Dimagh posted it up not so that she could get some referrals from the armchair psychotherapists of Life1, but for moral and emotional support. Imagine if you found out your uncle was like that. Wouldn't you want some assurance that most men are not like this and that this must be some sick mental illness?

Re: Men and fantasies – yuck!

agreed .. :k: … not only that, but she hasn’t mentioned the girl’s age at all. If anything, she said this happened years ago and the girl has kept away from him since, yet he’s still somewhat obsessed with her. It’s disturbing to say the least. After all, it’s his niece.

Re: Men and fantasies -- yuck!

haha.. hilarious thread.

Re: Men and fantasies -- yuck!

haha funny thread indeed. not the first post but the later one to follow.

CM you fight like a girl :D lol @unfair banned :-p

Re: Men and fantasies – yuck!

what’s wrong with cousin marriages matsui?

Re: Men and fantasies -- yuck!

welcome dimagh n i dont see wats so funny?

Re: Men and fantasies – yuck!

Whoa! look at it!!! :eek: So much happened while I was away. Since I have read through all of your posts, I would like to clarify a few things.

  • The guy’s wife knows all about it, but since it happened a long time ago she probably thinks it’s over. She doesn’t know that he’s still obsessed with his bhanji’s fantasies.

  • Now most of you are thinking that the girl is being abused. No she is not. Her involvement somewhat pushed the whole thing forward (now and then). She’s one hell of a flirt, no doubt about that. She seems to attract too many guys. :rolleyes:

  • The two don’t communicate regularly since the guy lives overseas and she’s in Pakistan. I don’t know how often he calls her, but still that doesn’t explain his ongoing fantasies.

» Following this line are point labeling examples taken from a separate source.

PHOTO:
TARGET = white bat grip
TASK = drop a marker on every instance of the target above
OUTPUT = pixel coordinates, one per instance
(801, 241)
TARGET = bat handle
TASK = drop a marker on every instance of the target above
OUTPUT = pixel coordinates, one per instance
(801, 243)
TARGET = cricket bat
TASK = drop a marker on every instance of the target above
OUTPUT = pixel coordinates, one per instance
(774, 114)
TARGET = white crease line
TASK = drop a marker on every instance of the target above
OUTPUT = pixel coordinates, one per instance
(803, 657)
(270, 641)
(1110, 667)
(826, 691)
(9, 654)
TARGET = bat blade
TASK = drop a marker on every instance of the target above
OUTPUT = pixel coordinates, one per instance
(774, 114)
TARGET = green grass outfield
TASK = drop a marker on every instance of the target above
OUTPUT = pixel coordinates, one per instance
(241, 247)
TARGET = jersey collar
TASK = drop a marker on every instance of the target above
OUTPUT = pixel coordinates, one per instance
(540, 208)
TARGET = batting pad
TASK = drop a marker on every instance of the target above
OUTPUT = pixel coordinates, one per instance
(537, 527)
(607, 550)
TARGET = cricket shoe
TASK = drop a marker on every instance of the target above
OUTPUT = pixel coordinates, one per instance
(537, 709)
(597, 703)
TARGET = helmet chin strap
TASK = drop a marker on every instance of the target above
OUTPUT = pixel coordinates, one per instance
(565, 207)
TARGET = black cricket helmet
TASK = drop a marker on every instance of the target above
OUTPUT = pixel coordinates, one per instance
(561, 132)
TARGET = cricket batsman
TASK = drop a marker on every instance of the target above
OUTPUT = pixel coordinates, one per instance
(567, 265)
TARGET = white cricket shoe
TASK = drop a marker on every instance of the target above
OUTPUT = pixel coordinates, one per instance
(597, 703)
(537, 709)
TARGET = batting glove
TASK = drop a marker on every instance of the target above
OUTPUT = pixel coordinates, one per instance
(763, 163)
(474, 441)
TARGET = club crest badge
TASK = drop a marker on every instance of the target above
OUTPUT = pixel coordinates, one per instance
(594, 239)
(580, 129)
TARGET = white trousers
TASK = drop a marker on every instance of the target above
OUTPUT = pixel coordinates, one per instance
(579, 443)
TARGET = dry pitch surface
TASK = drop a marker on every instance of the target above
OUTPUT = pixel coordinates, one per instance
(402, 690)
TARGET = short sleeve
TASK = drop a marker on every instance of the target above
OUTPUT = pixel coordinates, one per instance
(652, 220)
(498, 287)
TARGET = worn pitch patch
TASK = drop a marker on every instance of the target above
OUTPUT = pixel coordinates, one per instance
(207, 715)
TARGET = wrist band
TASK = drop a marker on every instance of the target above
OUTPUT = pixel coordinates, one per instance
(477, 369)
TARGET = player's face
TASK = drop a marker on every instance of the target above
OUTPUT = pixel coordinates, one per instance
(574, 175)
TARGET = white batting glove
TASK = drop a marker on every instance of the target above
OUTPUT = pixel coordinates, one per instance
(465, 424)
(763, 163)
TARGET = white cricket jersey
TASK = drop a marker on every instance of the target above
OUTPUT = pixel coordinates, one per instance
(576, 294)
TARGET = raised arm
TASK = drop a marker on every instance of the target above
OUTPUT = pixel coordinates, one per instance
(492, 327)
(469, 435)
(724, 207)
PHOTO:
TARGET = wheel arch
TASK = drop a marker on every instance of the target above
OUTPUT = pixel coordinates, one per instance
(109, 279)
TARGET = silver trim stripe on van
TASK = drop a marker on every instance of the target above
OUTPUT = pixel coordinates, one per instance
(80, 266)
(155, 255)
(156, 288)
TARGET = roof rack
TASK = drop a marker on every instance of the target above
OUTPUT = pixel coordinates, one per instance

  • I am worried because he’s leaving for Pakistan in a few days. God knows what will happen when the two meet and on top of that, there’s no one to look after the guy. :smack:

  • I am not telling anyone about this, because I don’t want to upset his wife. His wife is very dear to me and so are his kids. I don’t know if I am on the right track or not, but I am simply too scared to break it to her. How would she react to the situation?

  • All of you make some sense in your posts. I apologize for not explaining the situation fully, but honestly, I didn’t want this thread to be too personal. That explains why I left out the details in the first post.

Re: Men and fantasies – yuck!

But but but but she is just a CHILD. God knows how she attracts all that attention. :rolleyes:

A lesson to all those who like to jump the gun.

Re: Men and fantasies -- yuck!

DH, you need to find the courage and tell his wife. This kind of sick relationship must be stopped. You must be straightforward and let her know, if she is dear to you and you care about her, than you must be honest and truthful. No beating around the bush, fill her in on all the details so she can take care of the sicko herself. As far as the girl is concerned, she needs to see a good psychologist/therapist.